Another source of feedback on this is the Inter-Language
Unification work done at Xerox. Related to CORBA but more focused
on integration aspects and RPC, where CORBA was beginning to branch
out into a variety of distributed programming models.
I don't see how type inference helps with either documentation or
introspection, either. If it's pure "duck typing", how is the system
going to infer that I want an IAtomicStream, say, versus an
IRawStream, if the two have the same methods? Duck typing isn't
sufficient to distinguish different *semantics* of a type/interface,
only its method signature -- and that is not sufficient for
documentation!
If you need an
IAtomicStream
on the rigid side then there
is probably enough information to infer that from the code on the
agile side. If the rigid specification is ambiguous (well, then it's
not really a "specification" is it?)... then, yes, you need to have
some kind of an expression on the agile side to disambiguate.
The point is, this is a burden rather than a feature. Why would I
*want* to work at this level of detail?
A good bit of information on the power of inference for agile
languages can be found in the implementation of the Stalin Scheme
compiler, see "Flow-Directed
Lightweight Closure Conversion" by Jeffrey Mark Siskind.
Documentation needs to present the semantics of the interface, so that
if you are implementing that interface yourself, you know what
semantics to implement.
The documentation I want to see is (1) executable examples or (2)
technical memos that augment executable examples. Period.
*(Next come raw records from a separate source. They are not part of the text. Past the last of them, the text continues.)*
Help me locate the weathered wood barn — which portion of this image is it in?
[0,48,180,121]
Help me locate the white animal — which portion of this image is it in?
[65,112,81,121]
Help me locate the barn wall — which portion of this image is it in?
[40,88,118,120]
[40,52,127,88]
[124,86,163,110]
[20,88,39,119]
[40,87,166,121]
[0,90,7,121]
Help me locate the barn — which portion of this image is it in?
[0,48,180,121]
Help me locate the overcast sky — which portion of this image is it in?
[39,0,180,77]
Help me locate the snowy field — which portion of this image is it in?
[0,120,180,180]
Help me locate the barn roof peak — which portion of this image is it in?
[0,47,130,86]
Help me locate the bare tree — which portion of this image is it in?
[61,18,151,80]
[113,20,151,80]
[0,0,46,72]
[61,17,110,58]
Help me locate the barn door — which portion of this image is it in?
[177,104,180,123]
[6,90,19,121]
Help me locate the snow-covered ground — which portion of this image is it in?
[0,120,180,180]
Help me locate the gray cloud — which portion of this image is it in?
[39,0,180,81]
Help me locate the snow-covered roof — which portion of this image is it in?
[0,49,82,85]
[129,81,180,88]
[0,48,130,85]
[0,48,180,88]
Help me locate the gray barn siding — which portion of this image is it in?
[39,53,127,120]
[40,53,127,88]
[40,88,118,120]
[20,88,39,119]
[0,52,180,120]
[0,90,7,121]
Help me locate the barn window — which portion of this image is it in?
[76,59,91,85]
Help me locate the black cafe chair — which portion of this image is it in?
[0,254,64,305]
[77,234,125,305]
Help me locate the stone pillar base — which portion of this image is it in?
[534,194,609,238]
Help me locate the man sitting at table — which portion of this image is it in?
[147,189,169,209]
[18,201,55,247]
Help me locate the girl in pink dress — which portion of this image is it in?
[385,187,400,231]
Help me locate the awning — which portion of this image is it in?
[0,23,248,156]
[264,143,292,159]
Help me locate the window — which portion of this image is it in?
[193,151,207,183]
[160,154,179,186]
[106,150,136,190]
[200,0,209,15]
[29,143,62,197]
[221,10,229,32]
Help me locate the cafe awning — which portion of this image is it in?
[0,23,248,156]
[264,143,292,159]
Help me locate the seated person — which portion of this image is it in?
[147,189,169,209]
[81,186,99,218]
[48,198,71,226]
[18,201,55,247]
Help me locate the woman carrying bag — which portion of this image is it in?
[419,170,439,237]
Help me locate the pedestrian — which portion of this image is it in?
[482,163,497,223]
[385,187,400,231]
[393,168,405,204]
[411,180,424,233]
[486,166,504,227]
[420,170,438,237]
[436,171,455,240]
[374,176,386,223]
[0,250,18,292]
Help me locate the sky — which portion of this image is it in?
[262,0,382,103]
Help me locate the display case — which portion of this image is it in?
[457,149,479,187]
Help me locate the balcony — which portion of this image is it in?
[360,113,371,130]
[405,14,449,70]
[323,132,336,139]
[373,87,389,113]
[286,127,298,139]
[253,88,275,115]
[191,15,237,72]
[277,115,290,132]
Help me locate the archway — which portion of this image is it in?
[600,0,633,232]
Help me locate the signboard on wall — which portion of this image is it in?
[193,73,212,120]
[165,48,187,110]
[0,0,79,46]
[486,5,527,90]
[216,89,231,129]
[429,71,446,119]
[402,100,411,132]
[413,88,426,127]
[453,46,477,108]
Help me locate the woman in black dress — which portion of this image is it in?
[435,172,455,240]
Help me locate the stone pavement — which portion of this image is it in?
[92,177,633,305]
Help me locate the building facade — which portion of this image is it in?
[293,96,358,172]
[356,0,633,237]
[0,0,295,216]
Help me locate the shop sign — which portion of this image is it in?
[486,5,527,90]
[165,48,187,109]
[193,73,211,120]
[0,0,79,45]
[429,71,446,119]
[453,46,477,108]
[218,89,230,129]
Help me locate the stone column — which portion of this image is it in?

Likewise, for introspection, I don't see how an implicit signature
helps. Let's say I want to create an XML schema for a document format
that can contain messages that get converted to method calls on some
object. If each of those methods uses a different set of methods on
their arguments, I'm going to end up defining new types for each
method, which might be okay for the computer to process, but for a
human being it's going to be a mess to understand.
I am not sure what this example is about. I agree there are
integration scenarios where something like an XML Scheme is required
to specify the kinds of messages that can be exchanged between
language-independent processes. That does not in any way imply that
static type annotations are a benefit to the languages I use to
implement the independent processes.
Type inference, IMO, is just type checking. It doesn't seem to me to
be useful for anything else -- and like you, I'm not interested in
type checking! (I suppose it could be used for optimization in some
cases, but only if you can statically prove a concrete type - not just
an operation signature.)
Type inference is better than type annotation. The real benefit I see
is in getting even more capable agile modeling and inferencing tools
by extrapolating from recent work in model checking. Simple, even
compound, type checks are uninteresting. We do need a lot of help with
concurrent state machines however. Tools that can tell me more about
*real* behavior problems rather than simple type checks should be
getting all this attention.
Now, perhaps I could be wrong, and there is some other way to
accomplish these use cases that's just as clean. If so, I'd sure like
to see them. I personally don't see that any of my uses for type
annotation *can* be satisfied by inference; there's just not enough
information. Heck, I don't see how a *human* could do the inference in
the absence of added documentation, let alone a computer. It would be
little more than blind guessing.
I think I see one use case here... how to integrate languages that
have different data models. I agree system integration requires some
kind of agreement on specifying data integration. I'm not sure what
else I am seeing here.
OK. I am getting tired of writing about type checking. I think we're
in agreement on this use case of language-independent data integration.